Schoonheid heeft niets objectiefs. Het bestaat wel, maar altijd geheel en alleen in the eye of the beholder. Althans zo kijkt een Spinozist met Spinoza naar het schone. "Schoonheid is niet zozeer een hoedanigheid van het waargenomen object als wel een gevolg daarvan in de waarnemer", schreef Spinoza in zijn brief aan Hugo Boxel. Met het schone is het niet anders dan met het goede: we drukken er iets mee uit dat voor ons van belang is. Wij streven naar iets niet omdat het goed is, maar het is goed, omdat wij ernaar streven. Hetzelfde wat schoonheid aangaat.
Ook een begrip als ‘zelforganisatie’, dat sommige natuur- en vooral biowetenschappers graag gebruiken (“zelforganiserende systemen zijn systemen waarin centrale sturing afwezig is en waarin patronen en coördinatie ontstaan als gevolg van de interacties van de onderdelen resp. ervan deeluitmakende individuen.”) is niet meer dan een theoretisch begrip met een vergelijkbaar subjectief element (wij zien een school vissen of een vlucht spreeuwen als een soort individu met een soort van zelf).

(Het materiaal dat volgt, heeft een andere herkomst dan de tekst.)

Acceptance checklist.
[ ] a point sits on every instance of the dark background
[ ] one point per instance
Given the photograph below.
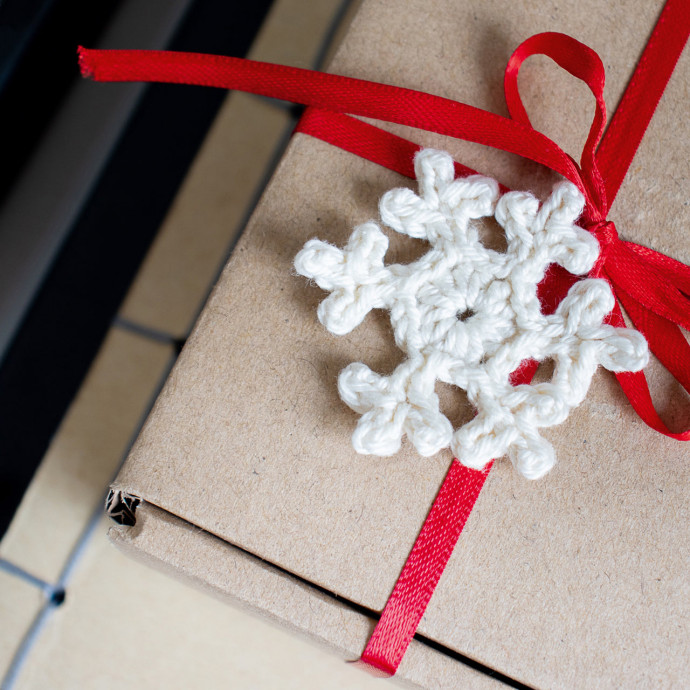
(80, 291)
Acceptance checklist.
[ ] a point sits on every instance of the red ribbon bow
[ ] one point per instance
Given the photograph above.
(653, 289)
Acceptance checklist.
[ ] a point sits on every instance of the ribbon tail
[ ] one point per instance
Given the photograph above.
(423, 568)
(651, 288)
(366, 141)
(674, 271)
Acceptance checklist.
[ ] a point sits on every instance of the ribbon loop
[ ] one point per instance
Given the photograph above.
(584, 64)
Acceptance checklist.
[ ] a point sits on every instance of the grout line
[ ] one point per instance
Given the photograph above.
(26, 645)
(19, 572)
(145, 331)
(56, 593)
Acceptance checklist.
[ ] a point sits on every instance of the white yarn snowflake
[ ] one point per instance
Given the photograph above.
(468, 315)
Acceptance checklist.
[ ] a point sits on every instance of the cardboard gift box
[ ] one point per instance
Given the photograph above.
(244, 480)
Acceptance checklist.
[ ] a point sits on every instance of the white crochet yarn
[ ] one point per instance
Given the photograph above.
(468, 315)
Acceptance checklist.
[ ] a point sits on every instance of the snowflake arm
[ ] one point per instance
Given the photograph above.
(355, 276)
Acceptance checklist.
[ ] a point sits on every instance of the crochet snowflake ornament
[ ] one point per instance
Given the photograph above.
(468, 315)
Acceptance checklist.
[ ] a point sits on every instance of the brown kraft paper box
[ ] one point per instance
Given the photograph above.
(249, 485)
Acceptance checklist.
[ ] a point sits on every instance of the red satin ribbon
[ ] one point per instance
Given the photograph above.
(653, 289)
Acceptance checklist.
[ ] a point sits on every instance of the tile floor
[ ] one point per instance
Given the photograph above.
(75, 612)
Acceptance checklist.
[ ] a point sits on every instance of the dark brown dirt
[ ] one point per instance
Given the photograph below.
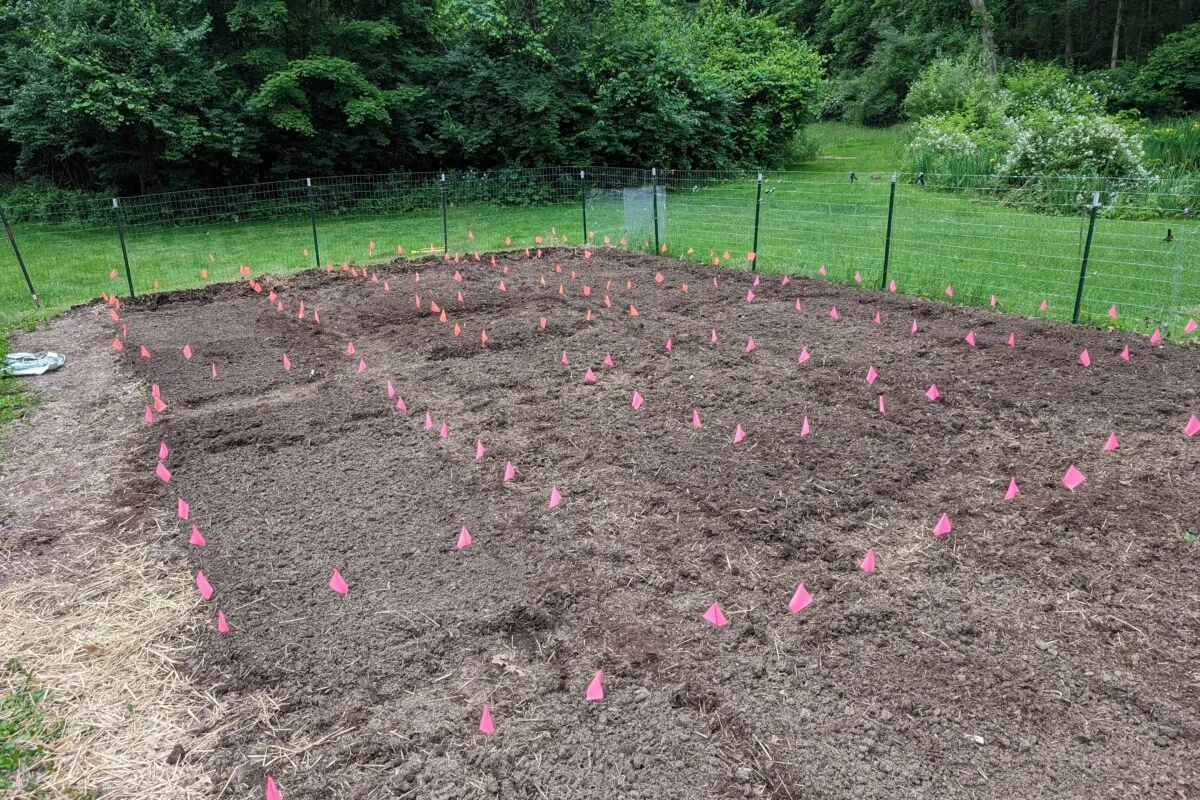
(1049, 647)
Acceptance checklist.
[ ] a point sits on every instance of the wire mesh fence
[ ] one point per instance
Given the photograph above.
(1020, 246)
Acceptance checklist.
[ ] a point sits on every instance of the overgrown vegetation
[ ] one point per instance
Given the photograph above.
(27, 735)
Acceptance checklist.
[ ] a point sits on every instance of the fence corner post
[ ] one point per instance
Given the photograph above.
(1087, 251)
(445, 229)
(583, 193)
(312, 216)
(757, 210)
(654, 206)
(887, 236)
(125, 253)
(21, 262)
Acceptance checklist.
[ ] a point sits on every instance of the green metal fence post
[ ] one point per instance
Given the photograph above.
(21, 262)
(445, 229)
(887, 238)
(1087, 250)
(312, 216)
(757, 210)
(120, 234)
(654, 205)
(583, 191)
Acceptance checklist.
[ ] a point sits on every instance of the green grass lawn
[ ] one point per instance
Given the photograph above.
(811, 216)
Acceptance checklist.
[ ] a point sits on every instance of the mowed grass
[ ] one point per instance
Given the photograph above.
(811, 216)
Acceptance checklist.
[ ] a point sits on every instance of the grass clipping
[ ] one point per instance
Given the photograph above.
(103, 637)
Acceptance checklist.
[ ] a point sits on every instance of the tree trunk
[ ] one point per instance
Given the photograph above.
(989, 47)
(1116, 35)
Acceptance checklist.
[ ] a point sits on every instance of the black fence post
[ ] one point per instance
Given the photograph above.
(654, 205)
(757, 211)
(1087, 250)
(21, 262)
(445, 229)
(120, 234)
(887, 238)
(583, 185)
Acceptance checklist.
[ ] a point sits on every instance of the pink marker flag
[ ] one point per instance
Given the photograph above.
(715, 615)
(595, 689)
(1193, 426)
(337, 583)
(1013, 489)
(203, 584)
(801, 600)
(1073, 477)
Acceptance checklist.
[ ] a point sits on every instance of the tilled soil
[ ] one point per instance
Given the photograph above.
(1048, 647)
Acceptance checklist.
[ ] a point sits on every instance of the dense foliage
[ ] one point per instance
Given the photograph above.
(133, 95)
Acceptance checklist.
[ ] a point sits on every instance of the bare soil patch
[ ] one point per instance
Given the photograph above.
(1048, 647)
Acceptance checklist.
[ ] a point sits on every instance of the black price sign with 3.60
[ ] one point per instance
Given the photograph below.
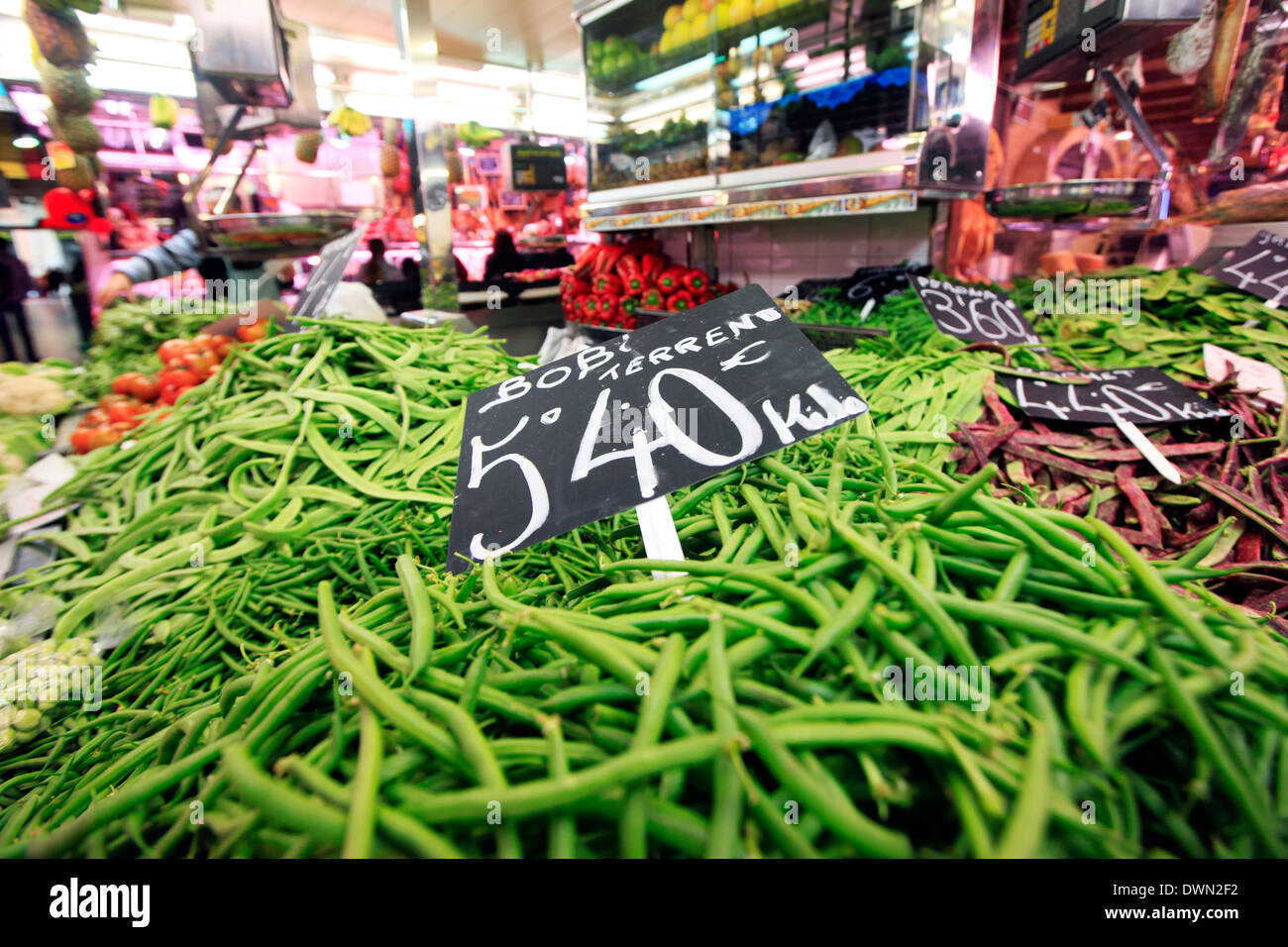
(974, 313)
(1258, 266)
(613, 425)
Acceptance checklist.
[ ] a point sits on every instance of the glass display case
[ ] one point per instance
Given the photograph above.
(686, 91)
(709, 110)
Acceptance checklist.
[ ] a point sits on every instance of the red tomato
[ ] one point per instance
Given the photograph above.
(102, 436)
(176, 376)
(123, 410)
(145, 388)
(197, 361)
(172, 350)
(253, 333)
(124, 382)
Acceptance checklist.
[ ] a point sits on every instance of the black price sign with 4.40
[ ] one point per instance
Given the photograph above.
(974, 313)
(1258, 266)
(656, 410)
(1140, 395)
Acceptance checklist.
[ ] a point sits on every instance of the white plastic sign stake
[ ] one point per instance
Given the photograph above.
(1145, 446)
(661, 540)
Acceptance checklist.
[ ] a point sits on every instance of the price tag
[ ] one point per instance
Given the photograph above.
(974, 313)
(334, 260)
(614, 425)
(1258, 266)
(1140, 395)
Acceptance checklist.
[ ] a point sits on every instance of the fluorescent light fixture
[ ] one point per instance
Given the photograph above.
(380, 82)
(687, 98)
(142, 78)
(681, 72)
(455, 93)
(372, 54)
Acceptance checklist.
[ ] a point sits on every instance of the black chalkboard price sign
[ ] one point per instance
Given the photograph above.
(1258, 266)
(974, 313)
(614, 425)
(1140, 395)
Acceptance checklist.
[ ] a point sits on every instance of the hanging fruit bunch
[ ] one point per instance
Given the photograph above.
(307, 145)
(163, 112)
(60, 51)
(390, 158)
(349, 121)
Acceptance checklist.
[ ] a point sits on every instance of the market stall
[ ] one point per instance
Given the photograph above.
(923, 547)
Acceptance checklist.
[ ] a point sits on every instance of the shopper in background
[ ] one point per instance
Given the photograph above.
(376, 269)
(185, 252)
(503, 260)
(14, 285)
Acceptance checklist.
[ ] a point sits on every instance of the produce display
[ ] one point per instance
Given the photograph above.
(910, 661)
(127, 338)
(610, 281)
(137, 397)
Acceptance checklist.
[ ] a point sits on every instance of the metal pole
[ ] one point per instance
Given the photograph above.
(413, 24)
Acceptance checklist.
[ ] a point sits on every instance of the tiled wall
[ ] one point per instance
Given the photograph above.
(778, 253)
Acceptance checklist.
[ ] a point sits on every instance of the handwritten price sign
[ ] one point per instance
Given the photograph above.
(974, 313)
(1140, 395)
(1258, 266)
(656, 410)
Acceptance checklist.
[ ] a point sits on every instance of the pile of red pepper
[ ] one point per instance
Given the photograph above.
(608, 282)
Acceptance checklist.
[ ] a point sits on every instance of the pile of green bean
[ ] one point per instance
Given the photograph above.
(299, 678)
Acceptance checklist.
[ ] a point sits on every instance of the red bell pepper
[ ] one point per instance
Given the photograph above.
(635, 285)
(652, 298)
(627, 265)
(585, 264)
(679, 302)
(608, 257)
(608, 282)
(653, 264)
(671, 279)
(695, 281)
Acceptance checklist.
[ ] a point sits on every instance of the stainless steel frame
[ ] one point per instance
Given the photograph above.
(413, 24)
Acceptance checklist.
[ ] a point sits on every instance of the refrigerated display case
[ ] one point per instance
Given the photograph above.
(709, 111)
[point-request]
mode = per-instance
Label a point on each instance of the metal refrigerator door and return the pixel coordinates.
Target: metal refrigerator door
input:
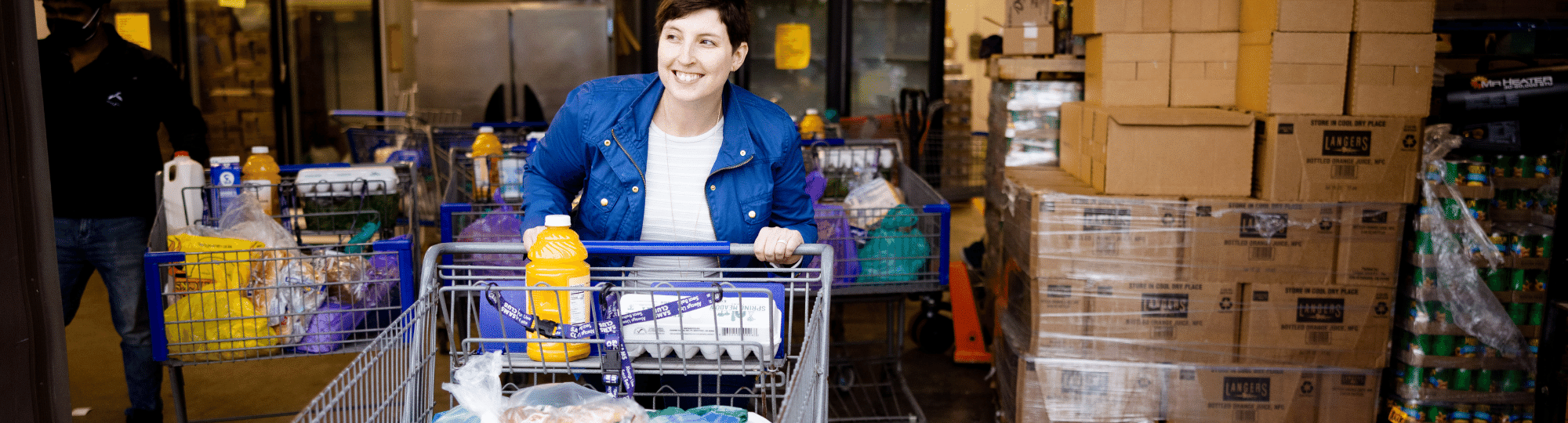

Spreken over ‘Zelforganiserende schoonheid’ is dan wel een verdubbeling van het subjectieve – iets dat wel erg ver afstaat van Spinoza. En toch is dat wat aangekondigd staat te gaan gebeuren op 14 december a.s.. Dan gaat Ben Scheres, hoogleraar Moleculaire genetica aan de Universiteit Utrecht en ontvanger van de NWO-Spinozapremie in 2006 in het kader van Spinoza te Paard te Den Haag het daarover hebben. “Scheres zal ons de zelforganiserende schoonheid laten zien van de processen die uit ongespecialiseerde stamcellen de vlinder en de bloem maken.” En daarmee uitleggen hoe de schoonheid van de vlinder en de bloem tot stand komt.